Re: [Python-ideas] Fix default encodings on Windows

10 Aug 2016

      On Thu, Aug 11, 2016 at 9:40 AM, Steve Dower  wrote:
...
On 10Aug2016 1431, Chris Angelico wrote:
...
I'd rather a single consistent default encoding.
I'm proposing to make that single consistent default encoding utf-8. It
sounds like we're in agreement?
Yes, we are. I was disagreeing with Random's suggestion that mbcs
would also serve. Defaulting to UTF-8 everywhere is (a) consistent on
all systems, regardless of settings; and (b) consistent with
bytes.decode() and str.encode(), both of which default to UTF-8.
...
...
-0.5. Is there any precedent for this kind of data-based detection
being the default? An explicit "utf-sig" could do a full detection,
but even then it's not perfect - how do you distinguish UTF-32LE from
UTF-16LE that starts with U+0000? Do you say "UTF-32 is rare so we'll
assume UTF-16", or do you say "files starting U+0000 are rare, so
we'll assume UTF-32"?
The BOM exists solely for data-based detection, and the UTF-8 BOM is
different from the UTF-16 and UTF-32 ones. So we either find an exact BOM
(which IIRC decodes as a no-op spacing character, though I have a feeling
some version of Unicode redefined it exclusively for being the marker) or we
use utf-8.
But the main reason for detecting the BOM is that currently opening files
with 'utf-8' does not skip the BOM if it exists. I'd be quite happy with
changing the default encoding to:
* utf-8-sig when reading (so the UTF-8 BOM is skipped if it exists)
* utf-8 when writing (so the BOM is *not* written)
This provides the best compatibility when reading/writing files without
making any guesses. We could reasonably extend this to read utf-16 and
utf-32 if they have a BOM, but that's an extension and not necessary for the
main change.
AIUI the utf-8-sig encoding is happy to decode something that doesn't
have a signature, right? If so, then yes, I would definitely support
that mild mismatch in defaults. Chew up that UTF-8 aBOMination and
just use UTF-8 as is.

I've almost never seen files stored in UTF-32 (even UTF-16 isn't all
that common compared to UTF-8), so I wouldn't stress too much about
that.
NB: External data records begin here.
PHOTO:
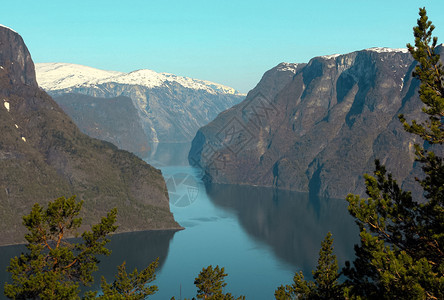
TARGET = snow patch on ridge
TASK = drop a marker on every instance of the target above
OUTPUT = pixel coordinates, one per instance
(59, 76)
(6, 104)
(331, 56)
(387, 50)
(1, 25)
(288, 67)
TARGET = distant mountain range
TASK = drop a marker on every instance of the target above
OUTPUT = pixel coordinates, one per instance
(317, 127)
(169, 108)
(43, 155)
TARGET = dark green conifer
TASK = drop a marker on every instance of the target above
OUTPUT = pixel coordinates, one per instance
(401, 255)
(210, 284)
(325, 285)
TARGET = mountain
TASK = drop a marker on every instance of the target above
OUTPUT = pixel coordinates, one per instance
(317, 127)
(43, 155)
(114, 120)
(171, 108)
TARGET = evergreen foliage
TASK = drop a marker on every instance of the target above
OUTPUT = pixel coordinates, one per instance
(54, 267)
(131, 286)
(401, 254)
(210, 284)
(325, 285)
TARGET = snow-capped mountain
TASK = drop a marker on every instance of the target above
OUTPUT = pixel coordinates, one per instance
(171, 108)
(63, 76)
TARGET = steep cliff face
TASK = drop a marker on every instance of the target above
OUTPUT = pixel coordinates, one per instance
(171, 108)
(321, 131)
(114, 120)
(43, 155)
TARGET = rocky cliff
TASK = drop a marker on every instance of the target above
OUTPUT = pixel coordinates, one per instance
(43, 155)
(318, 128)
(114, 120)
(171, 108)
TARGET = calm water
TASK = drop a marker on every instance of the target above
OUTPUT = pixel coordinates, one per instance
(260, 236)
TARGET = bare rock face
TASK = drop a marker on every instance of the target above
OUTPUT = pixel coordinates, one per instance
(114, 120)
(43, 155)
(321, 129)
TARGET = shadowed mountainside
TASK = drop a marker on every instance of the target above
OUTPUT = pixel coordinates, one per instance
(319, 128)
(43, 155)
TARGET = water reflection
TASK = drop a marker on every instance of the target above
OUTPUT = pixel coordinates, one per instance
(168, 154)
(291, 223)
(138, 249)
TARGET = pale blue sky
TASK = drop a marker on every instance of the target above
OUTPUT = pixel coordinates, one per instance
(229, 42)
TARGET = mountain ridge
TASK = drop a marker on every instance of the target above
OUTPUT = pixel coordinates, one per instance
(170, 108)
(144, 77)
(43, 156)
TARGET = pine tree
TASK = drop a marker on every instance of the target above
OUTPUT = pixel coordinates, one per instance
(133, 286)
(210, 284)
(54, 267)
(401, 254)
(325, 285)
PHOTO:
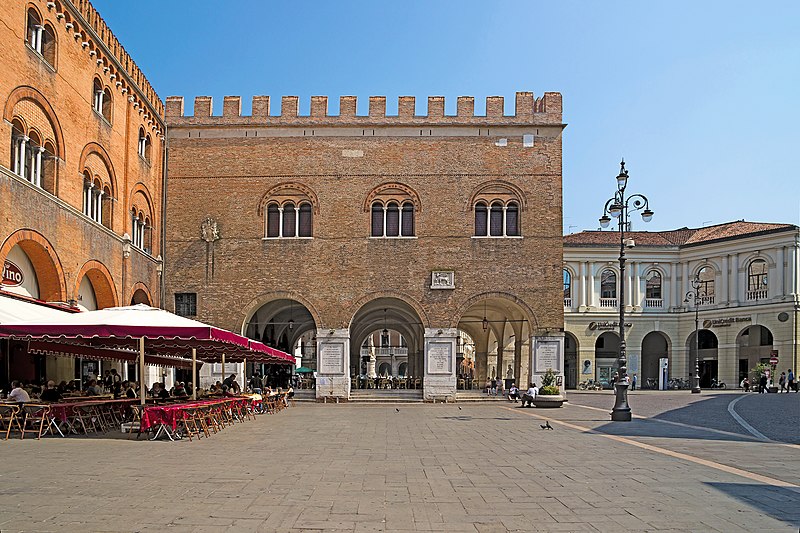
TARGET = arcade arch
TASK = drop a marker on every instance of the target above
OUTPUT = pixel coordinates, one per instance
(43, 277)
(754, 345)
(708, 357)
(500, 328)
(385, 333)
(655, 346)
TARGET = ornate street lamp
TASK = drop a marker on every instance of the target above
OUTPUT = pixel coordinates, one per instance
(620, 207)
(694, 294)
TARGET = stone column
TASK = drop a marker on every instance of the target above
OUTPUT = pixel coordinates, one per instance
(440, 363)
(582, 286)
(725, 278)
(675, 294)
(734, 289)
(333, 363)
(778, 289)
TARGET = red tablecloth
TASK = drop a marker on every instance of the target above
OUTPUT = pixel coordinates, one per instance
(171, 415)
(63, 410)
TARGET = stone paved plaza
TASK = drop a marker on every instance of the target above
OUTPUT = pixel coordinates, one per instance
(480, 467)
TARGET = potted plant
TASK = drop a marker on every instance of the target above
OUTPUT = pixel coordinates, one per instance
(549, 393)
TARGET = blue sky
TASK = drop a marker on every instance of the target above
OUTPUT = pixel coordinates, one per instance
(701, 98)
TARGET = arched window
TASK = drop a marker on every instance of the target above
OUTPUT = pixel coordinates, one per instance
(706, 289)
(273, 221)
(305, 226)
(289, 220)
(757, 280)
(289, 212)
(97, 97)
(144, 145)
(481, 219)
(407, 218)
(377, 220)
(392, 219)
(512, 219)
(653, 288)
(608, 284)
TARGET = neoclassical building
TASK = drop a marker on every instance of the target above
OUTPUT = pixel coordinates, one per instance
(81, 170)
(316, 233)
(748, 292)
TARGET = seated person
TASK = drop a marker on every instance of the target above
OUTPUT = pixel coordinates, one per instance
(18, 394)
(94, 389)
(530, 395)
(179, 391)
(50, 393)
(513, 393)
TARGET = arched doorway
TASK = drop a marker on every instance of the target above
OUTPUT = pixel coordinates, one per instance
(606, 353)
(386, 333)
(571, 369)
(707, 363)
(500, 328)
(286, 324)
(31, 267)
(754, 346)
(655, 346)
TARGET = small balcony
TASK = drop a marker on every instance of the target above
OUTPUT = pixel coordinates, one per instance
(608, 303)
(654, 303)
(707, 299)
(760, 294)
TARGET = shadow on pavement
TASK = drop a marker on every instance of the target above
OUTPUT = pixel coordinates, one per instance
(780, 503)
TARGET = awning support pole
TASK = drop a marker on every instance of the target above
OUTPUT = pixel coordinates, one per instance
(194, 373)
(142, 386)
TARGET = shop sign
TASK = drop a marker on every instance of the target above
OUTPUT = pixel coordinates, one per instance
(606, 325)
(12, 275)
(725, 322)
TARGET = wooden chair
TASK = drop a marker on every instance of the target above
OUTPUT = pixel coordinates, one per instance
(9, 419)
(35, 419)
Recognizing FE FF or FF FE and decoding as UTF-16 might be worth
doing, but it could easily be retrofitted (that byte sequence won't
decode as UTF-8).
...
...
...
* force the console encoding to UTF-8 on initialize and revert on
finalize
-0 for Python itself; +1 for Python's interactive interpreter.
Programs that mess with console settings get annoying when they crash
out and don't revert properly. Unless there is *no way* that you could
externally kill the process without also bringing the terminal down,
there's the distinct possibility of messing everything up.
The main problem here is that if the console is not forced to UTF-8 then it
won't render any of the characters correctly.
Ehh, that's annoying. Is there a way to guarantee, at the process
level, that the console will be returned to "normal state" when Python
exits? If not, there's the risk that people run a Python program and
then the *next* program gets into trouble.

But if that happens only on abnormal termination ("I killed Python
from Task Manager, and it left stuff messed up so I had to close the
console"), it's probably an acceptable risk. And the benefit sounds
well worthwhile. Revising my recommendation to +0.9.

ChrisA